Pada prinsipnya agama Buddha mengakui tarian dan nyanyian dapat menghibur orang awam. Dalam sejarah Buddha tidak hanya mara yang mengambil wujud penyanyi dan penari. Menjelang parinirvana, suara musik surgawi terdengar dari angkasa memuliakan Buddha Sakyamuni. Orang-orang pun menghormati jenasah Bhagava dengan persembahan tari, lagu pujian dan musik ( Digha nikaya II, 138 & 159).

Konon Buddha Gotama saat masih sebagai Bodhisatva meninggalkan cara bertapa yang ekstrem setelah mendengar lirik lagu mengenai bagaimana baiknya menyetel senar kecapi. Buddha juga memberi petunjuk kepada seorang petapa untuk belajar dengan menghindari cara yang ekstrem seperti menyetel senar alat musik itu (sutra 42 Bagian). Lewat kesenian kita bisa membangkitkan semangat dan motivasi untuk berjuang mencapai kehidupan yang lebih baik, termasuk mengumandangkan sabda Buddha. Seni atau suatu karya yang memiliki unsur keindshan memang seharusnya mampu menggerakan hati seseorang sehingga menjadi senang dan mungkin membebaskannya dari niat yang buruk. Maka bagi sebahagian orang, menyanyi dan musik yang mengiringinya dapat diterima sebagai bagian dari upacara yang khusyuk, baik memuliakan Buddha atau melembutkan hati jemaah. Bagaimanapun kesenian harus dipahami maknanya dengan mengenali latar belakang sosialnya. Kesenian adalah sarana untuk menyampaikan nilai-nilai yang ideal yang terkait dengan zamannya.

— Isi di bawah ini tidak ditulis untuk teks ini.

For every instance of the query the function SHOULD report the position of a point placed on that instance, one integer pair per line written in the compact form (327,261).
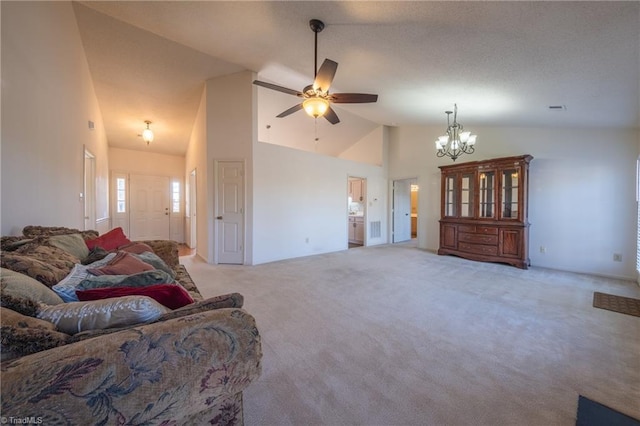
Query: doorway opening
(356,211)
(405,210)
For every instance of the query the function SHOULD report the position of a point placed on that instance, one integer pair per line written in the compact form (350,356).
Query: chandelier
(455,142)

Karya seni berupa patung, lukisan, kerajinan dan arsitektur terutama terkait denga sarana peribatan yang kasya dengan simbol-simbol keagamaan. Lukisan dan relif di Vihara atau candi mengungkapkan riwajat hidup Buddha dan Bodhisatva. Ajanta di India terkenal dengan gua-gua artistik, karya tahun 200-700. Terdapat 29 gua sepanjang lebih dari 5,6 km, dengan lukisan dinding mengenai hidup Buddha Gotama, termasuk yang bersumber dari Jataka. 4 gua dinamakan Cetya dan memiliki stupa-stupa. Karya seni tersebut dapat menunjukkan gambaran detail kehidupan di India awal Masehi.

Di Cina karya seni Buddhis ditemukan di Tun Huang, sebelah barat laut propinsi Kansu. Ribuan gua di ujung timur Jalan sutra itu menyimpan lukisan-lukisan dinding, kitab suci dan patung Buddha dari abab ke-4 hingga ke 14. Di Lung Men dekat Lo-yang juga terdapat gus-gua yang dipahat menajdi tempat suci, kebanyakan patung Buddha di situ hasil karya tahun 675.